To determine which server a key is stored on, we go clockwise from the key position on the ring until a server is found.

image

Add a server

Using the logic described above, adding a new server will only require redistribution of a fraction of keys. Let us take a close look at the logic. Before server 4 is added, key0 is stored on server 0. Now, key0 will be stored on server 4 because server 4 is the first server it encounters by going clockwise from key0’s position on the ring. The other keys are not redistributed based on consistent hashing algorithm.

image

Remove a server

When a server is removed, only a small fraction of keys require redistribution with consistent hashing. When server 1 is removed, only key1 must be remapped to server 2. The rest of the keys are unaffected.

image

The basic steps are:
  • Map servers and keys on to the ring using a uniformly distributed hash function.
  • To find out which server a key is mapped to, go clockwise from the key position until the first server on the ring is found.
Two problems are identified with this approach.
  • First, it is impossible to keep the same size of partitions on the ring for all servers considering a server can be added or removed.
  • A partition is the hash space between adjacent servers.
  • It is possible that the size of the partitions on the ring assigned to each server is very small or fairly large.

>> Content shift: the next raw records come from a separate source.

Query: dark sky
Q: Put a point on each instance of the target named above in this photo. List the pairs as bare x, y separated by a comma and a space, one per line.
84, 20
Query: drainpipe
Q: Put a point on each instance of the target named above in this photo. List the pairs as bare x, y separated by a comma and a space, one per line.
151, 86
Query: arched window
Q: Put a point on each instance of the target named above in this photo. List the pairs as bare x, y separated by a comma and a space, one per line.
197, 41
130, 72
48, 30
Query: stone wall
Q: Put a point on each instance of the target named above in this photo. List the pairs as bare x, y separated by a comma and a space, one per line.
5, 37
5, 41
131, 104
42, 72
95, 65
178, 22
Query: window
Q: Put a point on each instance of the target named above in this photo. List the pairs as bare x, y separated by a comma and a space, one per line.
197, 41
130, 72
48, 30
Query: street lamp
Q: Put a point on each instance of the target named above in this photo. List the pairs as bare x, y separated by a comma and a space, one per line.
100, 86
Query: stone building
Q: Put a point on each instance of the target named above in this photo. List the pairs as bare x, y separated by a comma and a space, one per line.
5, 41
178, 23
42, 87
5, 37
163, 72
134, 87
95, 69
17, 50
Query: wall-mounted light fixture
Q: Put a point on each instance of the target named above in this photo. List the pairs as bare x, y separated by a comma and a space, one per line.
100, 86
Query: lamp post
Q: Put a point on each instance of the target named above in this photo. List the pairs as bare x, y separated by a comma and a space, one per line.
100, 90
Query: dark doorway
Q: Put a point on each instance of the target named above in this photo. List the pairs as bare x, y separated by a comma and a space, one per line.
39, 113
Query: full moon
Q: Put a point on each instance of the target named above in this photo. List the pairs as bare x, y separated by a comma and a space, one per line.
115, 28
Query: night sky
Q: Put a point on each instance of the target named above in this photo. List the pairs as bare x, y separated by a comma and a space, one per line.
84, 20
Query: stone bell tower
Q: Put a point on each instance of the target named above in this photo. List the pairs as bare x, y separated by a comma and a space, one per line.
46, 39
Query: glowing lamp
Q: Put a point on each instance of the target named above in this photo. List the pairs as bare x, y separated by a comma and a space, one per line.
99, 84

For example, if s1 is removed, s2’s partition (highlighted with the bidirectional arrows) is twice as large as s0 and s3’s partition.

image

Virtual nodes

A virtual node refers to the real node, and each server is represented by multiple virtual nodes on the ring. In the following figure, both server 0 and server 1 have 3 virtual nodes. The 3 is arbitrarily chosen; and in real-world systems, the number of virtual nodes is much larger.